The fox gazed at the little prince, for a long time.
“Please – tame me!” he said.
“I want to, very much,” the little prince replied. “But I have not much time. I have friends to discover, and a great many things to understand.”
“One only understands the things that one tames,” said the fox. “Men have no more time to understand anything. They buy things all ready made at the shops. But there is no shop anywhere where one can buy friendship, and so men have no friends any more. If you want a friend, tame me…”

So the little prince tamed the fox. And when the hour of his departure drew near -

“Ah,” said the fox, “I shall cry.”
“It is your own fault,” said the little prince. “I never wished you any sort of harm;but you wanted me to tame you…”
“Yes, that is so,” said the fox.
“But now you are going to cry!” said the little prince.
“Yes, that is so,” said the fox.
“Then it has done you no good at all!”
“It has done me good,” said the fox.

And then he added:
“Go and look again at the roses.You will understand now that yours is unique in all the world. Then come back to say goodbye to me, and I will make you a present of a secret.”

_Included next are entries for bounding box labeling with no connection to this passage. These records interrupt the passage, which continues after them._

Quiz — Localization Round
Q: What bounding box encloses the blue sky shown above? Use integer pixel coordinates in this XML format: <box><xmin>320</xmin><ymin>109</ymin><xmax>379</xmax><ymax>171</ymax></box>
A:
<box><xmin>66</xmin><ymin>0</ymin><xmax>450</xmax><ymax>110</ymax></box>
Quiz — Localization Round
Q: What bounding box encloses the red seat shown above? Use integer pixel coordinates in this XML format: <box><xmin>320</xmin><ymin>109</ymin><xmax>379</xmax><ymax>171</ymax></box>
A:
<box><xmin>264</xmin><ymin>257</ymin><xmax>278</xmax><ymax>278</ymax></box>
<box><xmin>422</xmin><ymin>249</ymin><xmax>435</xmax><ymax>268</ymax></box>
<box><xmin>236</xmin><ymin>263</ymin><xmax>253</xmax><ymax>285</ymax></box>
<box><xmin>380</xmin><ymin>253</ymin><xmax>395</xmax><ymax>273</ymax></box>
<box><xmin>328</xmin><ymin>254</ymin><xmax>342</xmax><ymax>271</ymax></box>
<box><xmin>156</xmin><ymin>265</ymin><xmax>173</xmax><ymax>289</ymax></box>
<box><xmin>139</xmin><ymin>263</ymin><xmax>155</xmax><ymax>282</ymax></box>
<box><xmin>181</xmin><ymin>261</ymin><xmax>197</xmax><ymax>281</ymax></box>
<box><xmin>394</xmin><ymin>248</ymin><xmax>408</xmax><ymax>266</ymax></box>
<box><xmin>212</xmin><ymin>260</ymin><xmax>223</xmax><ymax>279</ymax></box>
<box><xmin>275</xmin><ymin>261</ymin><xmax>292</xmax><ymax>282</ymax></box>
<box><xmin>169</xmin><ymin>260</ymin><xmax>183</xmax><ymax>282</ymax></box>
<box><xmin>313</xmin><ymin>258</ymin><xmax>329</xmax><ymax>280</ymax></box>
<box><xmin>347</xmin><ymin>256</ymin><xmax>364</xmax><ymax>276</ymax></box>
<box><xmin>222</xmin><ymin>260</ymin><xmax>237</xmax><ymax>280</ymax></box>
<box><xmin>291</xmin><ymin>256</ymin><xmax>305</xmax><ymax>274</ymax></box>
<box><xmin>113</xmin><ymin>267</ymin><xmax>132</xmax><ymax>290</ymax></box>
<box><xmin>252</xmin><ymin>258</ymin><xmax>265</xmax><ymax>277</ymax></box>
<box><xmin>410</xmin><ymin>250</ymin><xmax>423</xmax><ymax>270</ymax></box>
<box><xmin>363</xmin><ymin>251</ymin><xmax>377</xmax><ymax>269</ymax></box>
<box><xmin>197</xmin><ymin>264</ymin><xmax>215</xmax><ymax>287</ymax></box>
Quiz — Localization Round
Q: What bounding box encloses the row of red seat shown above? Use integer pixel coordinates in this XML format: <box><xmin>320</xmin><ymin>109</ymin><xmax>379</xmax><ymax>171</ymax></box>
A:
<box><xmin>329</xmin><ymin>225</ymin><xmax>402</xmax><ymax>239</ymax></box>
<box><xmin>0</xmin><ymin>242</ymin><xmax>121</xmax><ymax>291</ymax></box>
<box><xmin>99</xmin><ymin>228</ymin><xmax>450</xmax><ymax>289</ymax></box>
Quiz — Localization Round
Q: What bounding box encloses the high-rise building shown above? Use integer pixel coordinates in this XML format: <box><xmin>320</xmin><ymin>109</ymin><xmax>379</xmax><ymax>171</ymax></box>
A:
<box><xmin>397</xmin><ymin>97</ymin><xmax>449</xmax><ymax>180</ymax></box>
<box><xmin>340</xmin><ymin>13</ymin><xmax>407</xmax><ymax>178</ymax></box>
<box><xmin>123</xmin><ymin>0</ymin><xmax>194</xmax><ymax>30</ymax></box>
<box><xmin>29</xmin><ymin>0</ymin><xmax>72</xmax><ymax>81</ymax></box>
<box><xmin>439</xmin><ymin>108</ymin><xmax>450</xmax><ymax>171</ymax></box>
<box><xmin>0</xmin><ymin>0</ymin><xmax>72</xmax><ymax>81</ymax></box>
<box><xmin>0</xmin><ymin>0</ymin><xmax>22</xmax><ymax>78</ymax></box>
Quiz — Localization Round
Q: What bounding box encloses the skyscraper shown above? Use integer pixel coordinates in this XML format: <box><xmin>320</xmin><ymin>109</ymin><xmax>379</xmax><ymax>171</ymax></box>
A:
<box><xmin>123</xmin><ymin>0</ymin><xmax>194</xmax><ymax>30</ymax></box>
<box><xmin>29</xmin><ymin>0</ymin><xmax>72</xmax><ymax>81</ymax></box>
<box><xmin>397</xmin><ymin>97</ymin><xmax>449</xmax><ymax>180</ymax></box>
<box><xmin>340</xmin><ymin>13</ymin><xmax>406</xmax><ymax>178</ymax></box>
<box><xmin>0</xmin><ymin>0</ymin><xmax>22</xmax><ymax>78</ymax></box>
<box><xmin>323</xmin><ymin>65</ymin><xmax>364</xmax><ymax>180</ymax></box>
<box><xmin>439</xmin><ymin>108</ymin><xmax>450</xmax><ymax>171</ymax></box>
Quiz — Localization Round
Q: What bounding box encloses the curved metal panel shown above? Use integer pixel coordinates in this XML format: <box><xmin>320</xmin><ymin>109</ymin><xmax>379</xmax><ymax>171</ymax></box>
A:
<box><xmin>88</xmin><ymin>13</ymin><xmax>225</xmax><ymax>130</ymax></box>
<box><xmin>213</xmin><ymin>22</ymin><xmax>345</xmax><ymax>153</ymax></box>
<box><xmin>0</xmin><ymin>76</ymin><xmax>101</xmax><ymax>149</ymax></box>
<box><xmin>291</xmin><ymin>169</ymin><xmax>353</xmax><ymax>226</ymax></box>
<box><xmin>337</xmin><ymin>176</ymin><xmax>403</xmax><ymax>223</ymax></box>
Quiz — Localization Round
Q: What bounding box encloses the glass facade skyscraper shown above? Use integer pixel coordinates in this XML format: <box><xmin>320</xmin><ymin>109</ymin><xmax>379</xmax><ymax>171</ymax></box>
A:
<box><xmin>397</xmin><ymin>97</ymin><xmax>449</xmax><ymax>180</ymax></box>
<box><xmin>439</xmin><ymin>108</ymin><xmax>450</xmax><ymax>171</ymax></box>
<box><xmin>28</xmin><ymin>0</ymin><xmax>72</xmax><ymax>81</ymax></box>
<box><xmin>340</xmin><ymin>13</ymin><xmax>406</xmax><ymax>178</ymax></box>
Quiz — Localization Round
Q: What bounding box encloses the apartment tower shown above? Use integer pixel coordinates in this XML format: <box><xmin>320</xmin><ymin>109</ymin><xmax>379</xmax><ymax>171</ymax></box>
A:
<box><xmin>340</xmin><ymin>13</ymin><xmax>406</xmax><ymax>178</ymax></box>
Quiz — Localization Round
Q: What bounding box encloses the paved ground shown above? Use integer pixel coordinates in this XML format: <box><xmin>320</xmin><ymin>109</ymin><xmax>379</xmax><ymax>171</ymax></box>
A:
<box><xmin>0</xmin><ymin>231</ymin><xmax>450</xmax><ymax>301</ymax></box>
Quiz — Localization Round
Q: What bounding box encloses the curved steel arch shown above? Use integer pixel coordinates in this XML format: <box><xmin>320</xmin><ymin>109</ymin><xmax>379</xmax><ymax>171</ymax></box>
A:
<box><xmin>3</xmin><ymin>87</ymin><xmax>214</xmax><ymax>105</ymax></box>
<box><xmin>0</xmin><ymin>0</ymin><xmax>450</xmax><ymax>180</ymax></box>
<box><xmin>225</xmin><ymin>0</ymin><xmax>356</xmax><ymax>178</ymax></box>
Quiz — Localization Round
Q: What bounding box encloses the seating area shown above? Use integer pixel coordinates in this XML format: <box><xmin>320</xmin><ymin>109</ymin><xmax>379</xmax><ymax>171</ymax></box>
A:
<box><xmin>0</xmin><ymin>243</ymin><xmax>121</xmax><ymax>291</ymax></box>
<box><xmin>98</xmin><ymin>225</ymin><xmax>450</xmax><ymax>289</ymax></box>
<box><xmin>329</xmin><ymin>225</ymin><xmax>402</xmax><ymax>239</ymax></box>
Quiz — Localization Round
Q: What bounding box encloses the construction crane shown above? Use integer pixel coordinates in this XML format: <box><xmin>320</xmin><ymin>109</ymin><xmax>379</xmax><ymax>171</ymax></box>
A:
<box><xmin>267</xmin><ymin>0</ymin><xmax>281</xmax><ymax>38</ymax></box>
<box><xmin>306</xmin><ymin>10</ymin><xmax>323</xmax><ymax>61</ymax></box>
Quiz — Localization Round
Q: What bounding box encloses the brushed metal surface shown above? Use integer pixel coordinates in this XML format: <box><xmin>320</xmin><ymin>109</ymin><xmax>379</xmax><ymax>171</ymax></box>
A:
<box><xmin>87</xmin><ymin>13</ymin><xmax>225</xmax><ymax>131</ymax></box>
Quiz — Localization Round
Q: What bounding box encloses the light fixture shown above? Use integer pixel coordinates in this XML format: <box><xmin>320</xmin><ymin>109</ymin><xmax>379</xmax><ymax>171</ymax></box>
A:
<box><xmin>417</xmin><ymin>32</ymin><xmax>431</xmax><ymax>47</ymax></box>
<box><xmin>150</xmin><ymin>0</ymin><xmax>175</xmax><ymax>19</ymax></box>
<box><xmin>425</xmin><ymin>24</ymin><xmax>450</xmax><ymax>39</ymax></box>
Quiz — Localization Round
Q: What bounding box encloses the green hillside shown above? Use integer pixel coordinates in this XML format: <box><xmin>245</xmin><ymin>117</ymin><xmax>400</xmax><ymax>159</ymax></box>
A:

The little prince went away, to look again at the roses.

“You are not at all like my rose,” he said. “As yet you are nothing. No one has tamed you, and you have tamed no one. You are like my fox when I first knew him. He was only a fox like a hundred thousand other foxes. But I have made him my friend, and now he is unique in all the world.”
And the roses were very much embarrassed.

“You are beautiful, but you are empty,” he went on. “One could not die for you.To be sure,an ordinary passerby would think that my rose looked just like you– the rose that belongs to me. But in herself alone she is more important than all the hundreds of you other roses: because it is she that I have watered; because it is she that I have put under the glass globe; because it is she that I have sheltered behind the screen; because it is for her that I have killed the caterpillars (except the two or three that we saved to become butterflies);
because it is she that I have listened to, when she grumbled, or boasted, or ever sometimes when she said nothing. Because she is my rose.”

And he went back to meet the fox.

“Goodbye,” he said.
“Goodbye,” said the fox.”And now here is my secret, a very simple secret: It is only with the heart that one can see rightly; what is essential is invisible to the eye.”

“What is essential is invisible to the eye,”the little prince repeated,so that he would be sure to remember.
“It is the time you have wasted for your rose that makes your rose so important.”
“It is the time I have wasted for my rose–” said the little prince, so that he would be sure to remember.
“Men have forgotten this truth,” said the fox.”But you must not forget it. You become responsible, forever, for what you have tamed. You are responsible for your rose…”
“I am responsible for my rose,”the little prince repeated, so that he would be sure to remember.

… … …

How often do we remember that relationship comes with responsibility? That we are holding someone’s heart, and they are holding ours?

I believe the Biblical concept of covenant most completely outlines relationships and the expectations that are resident within them. ‘Expectations’ is often seen as a word describing something undesirable, when I think it is just the opposite, in reality.